In her early days she set the pace as Sitka Conservation Society's most avid camper, the farthest ranging berry picker, and the fastest hiker. On one trip to Shelikof cabin she outpaced four bicyclers. Her weekend hikes up the Harbor Mountain road to the top of the mountain were notable: on her way up she scoured the sides for aluminum cans, which she tossed out into the roadway for flattening by the car traffic; then she picked them up on the way down and dropped them off at the SCS recycling center – crushed. Over and over, she introduced the backcountry to new Sitkans and converted many to conservation and SCS membership. 

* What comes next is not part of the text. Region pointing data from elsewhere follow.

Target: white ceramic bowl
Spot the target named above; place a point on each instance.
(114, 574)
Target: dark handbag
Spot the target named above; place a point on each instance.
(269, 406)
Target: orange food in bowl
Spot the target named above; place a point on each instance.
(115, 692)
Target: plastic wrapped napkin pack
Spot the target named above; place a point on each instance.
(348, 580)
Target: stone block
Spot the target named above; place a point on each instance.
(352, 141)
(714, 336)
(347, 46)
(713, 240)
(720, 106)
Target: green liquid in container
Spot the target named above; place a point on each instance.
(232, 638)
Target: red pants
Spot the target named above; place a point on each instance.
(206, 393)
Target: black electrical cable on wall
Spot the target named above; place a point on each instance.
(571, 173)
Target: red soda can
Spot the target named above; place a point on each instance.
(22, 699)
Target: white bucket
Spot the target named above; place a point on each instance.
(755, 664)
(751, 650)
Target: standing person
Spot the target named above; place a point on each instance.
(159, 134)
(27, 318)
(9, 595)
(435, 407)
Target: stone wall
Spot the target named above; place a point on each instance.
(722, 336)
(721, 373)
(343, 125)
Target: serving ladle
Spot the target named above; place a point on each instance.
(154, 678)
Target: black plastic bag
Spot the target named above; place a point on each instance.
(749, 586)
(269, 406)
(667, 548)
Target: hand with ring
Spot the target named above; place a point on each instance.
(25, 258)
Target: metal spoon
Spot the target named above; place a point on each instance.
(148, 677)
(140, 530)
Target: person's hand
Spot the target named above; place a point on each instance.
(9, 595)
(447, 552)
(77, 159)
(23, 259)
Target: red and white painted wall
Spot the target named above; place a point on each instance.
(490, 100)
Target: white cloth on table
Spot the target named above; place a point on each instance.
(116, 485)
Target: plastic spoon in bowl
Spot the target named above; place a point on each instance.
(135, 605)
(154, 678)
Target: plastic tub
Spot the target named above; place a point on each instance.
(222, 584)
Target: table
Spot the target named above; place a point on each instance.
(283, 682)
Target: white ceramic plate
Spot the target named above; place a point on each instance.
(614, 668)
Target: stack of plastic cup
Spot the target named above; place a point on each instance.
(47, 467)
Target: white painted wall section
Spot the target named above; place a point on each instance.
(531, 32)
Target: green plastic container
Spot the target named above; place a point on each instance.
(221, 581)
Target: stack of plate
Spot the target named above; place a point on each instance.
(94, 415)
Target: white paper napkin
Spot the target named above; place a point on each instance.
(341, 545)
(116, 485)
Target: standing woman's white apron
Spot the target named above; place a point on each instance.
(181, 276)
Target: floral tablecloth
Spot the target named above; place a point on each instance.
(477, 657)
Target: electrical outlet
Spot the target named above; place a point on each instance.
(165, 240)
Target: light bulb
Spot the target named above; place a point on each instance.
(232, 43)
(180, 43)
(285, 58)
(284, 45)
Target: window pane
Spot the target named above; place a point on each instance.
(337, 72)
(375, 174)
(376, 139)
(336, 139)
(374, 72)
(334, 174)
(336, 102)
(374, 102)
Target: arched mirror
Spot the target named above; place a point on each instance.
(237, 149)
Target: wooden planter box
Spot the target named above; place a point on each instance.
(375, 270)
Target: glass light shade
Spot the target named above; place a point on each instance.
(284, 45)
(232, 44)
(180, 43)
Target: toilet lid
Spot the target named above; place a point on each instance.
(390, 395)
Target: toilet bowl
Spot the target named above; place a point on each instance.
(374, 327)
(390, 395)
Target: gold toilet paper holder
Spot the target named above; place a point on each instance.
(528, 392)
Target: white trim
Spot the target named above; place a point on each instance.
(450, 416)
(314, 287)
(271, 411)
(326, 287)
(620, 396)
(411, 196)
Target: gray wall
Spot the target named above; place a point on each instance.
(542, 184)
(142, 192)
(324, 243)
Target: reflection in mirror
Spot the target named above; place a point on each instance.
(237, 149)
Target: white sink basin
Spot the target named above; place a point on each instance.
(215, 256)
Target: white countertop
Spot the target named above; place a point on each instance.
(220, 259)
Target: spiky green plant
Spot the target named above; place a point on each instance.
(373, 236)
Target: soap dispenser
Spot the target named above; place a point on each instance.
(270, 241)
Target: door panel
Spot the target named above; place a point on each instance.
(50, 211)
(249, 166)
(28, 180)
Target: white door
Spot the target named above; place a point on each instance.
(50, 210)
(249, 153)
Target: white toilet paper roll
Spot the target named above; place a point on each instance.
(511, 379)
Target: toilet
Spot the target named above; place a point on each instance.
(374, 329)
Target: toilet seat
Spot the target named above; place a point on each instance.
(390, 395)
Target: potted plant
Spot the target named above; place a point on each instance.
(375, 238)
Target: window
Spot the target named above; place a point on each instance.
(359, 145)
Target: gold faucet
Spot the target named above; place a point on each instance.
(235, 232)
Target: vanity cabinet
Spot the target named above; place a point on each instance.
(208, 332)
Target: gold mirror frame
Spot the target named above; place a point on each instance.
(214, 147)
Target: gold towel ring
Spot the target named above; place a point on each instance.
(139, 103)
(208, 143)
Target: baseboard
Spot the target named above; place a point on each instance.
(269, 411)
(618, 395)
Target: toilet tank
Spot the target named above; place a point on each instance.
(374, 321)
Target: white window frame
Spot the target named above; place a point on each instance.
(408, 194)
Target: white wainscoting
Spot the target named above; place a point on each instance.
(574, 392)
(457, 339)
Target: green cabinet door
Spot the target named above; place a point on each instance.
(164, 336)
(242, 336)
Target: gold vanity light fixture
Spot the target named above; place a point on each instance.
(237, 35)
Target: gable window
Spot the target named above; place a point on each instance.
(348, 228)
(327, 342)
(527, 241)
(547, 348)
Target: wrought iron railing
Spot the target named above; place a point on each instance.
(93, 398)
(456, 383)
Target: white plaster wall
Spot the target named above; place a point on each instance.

Helen served on the SCS Board for many years; during the Southeast Alaska Conservation Council's early days she served on its Board as well. At conservation potlucks Helen was celebrated for her giant and beautiful salads. As a nutritionist, she set the healthy standard still found at SCS potlucks. 

Helen was an activist. She never hesitated to speak out for the Tongass. She testified at many hearings, wrote scores of letters, and even engaged in civil disobedience to make her points (when she was in her 70's). She was part of the early morning vigils outside the Forest Service office when Sitkans lobbied to protect Ushk Bay. 

Although Helen moved south to Arizona and later Texas, pursuing heat for her health, she continued to advocate for the Tongass and to support SCS's conservation work through letters and donations. 

SCS is fortunate to have had Helen's energies and talents.